Este matrimonio tardío, concluyó Atto con convicción, no había sido más que un homenaje silencioso y lejano al primer y único amor de su vida, y sólo había valido a la esposa «secreta» (todos lo sabían, pero nadie osaba mencionarlo) la cólera y el malhumor del rey, quien le daba a entender que podía desprenderse de ella cuando se le antojase.
—Así las cosas, ahora madame de Maintenon, al revés que Maria no puede permitirse la libertad de dar al rey el más mínimo consejo sin recibir una severa reprimenda. Sólo le cabe jactarse, como si ella misma hubiese elegido estar confinada en la sombra —añadió el abate con evidente desprecio.
¡El Rey Cristianísimo casado en secreto! Y además, según parecía, con una mujer de orígenes oscuros. ¿Cómo era posible? Mil preguntas afloraban a mis labios, pero Atto ya reanudaba el hilo de la narración.
—En conclusión, creo que el rey de Francia estaba dispuesto a casarse con Maria. De todos modos, has de tener presente —precisó Melani con tono enfático— que en aquella época Luis era rey sólo de nombre; de hecho, reinaban el cardenal Mazzarino y la reina madre. Nada en la absoluta condescendencia que Luis tributaba a su madre y a Su Eminencia permitía presagiar que las cosas pudieran cambiar. Luis, igual que había hecho su padre, Luis XIII, habría podido perfectamente dejar para siempre los asuntos de Estado en manos del primer ministro.
Ni el propio Luis llegó a pensar que las cosas pudieran cambiar. A los veintiún años aún estaba bien acurrucado bajo las faldas de su madre, a la sombra del cardenal, como un adolescente. ¡Sin embargo, desde hacía cinco años se había convertido en «rey mayor de edad»! La regencia de su madre había terminado hacía tiempo.
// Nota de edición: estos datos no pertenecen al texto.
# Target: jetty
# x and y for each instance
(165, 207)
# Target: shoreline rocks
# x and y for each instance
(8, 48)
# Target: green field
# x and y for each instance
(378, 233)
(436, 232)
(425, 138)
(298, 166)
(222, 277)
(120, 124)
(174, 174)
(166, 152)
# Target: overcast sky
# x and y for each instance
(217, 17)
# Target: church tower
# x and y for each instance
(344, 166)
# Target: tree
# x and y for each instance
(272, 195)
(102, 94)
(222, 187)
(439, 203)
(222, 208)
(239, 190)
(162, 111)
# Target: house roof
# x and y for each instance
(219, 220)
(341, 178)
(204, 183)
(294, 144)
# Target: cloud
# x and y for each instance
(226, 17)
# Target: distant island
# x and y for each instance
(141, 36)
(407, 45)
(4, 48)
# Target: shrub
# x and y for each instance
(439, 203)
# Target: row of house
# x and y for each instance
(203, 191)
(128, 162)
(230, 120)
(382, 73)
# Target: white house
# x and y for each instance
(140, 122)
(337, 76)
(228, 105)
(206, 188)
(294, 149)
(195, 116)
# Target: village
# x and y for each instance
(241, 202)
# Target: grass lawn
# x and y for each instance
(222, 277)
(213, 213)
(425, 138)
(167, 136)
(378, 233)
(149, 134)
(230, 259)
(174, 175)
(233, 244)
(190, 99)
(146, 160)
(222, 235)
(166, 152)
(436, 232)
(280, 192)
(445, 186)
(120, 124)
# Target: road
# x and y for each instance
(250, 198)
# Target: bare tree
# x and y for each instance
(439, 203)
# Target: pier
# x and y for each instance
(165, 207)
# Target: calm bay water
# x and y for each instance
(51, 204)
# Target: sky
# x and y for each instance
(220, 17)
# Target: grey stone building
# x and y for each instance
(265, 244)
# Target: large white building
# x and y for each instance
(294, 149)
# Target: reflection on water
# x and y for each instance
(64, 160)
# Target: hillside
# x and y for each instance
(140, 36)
Luis nunca se opuso a los proyectos matrimoniales que Mazzarino dispuso para él, primero con Margarita de Saboya y luego con la infanta de España; ya sabía cuán transitorias eran tales promesas políticas. Además, en sus veintiún años de vida ni una sola vez se había rebelado contra sus tutores, nunca había puesto un «pero», menos una condición.
Pero sobre todo, prosiguió el abate, ¿qué le importaban a Luis los líos de la política, como las maniobras matrimoniales (eso creía) que Mazzarino urdía alrededor de él? Luis no vivía en la realidad de cada día: era demasiado vulgar y sórdida para él, o al menos eso pensaba.
Cuando trabaron amistad, Maria le leyó a Plutarco, las Vidas de hombres ilustres. En el fondo, nacida con el corazón de un caudillo, ella soñaba con convertirse algún día en «un hombre ilustre». El joven rey, deseoso de evadirse del desierto de la política que Mazzarino alentaba en torno a él, se entregó a esos relatos y se sintió finalmente un héroe.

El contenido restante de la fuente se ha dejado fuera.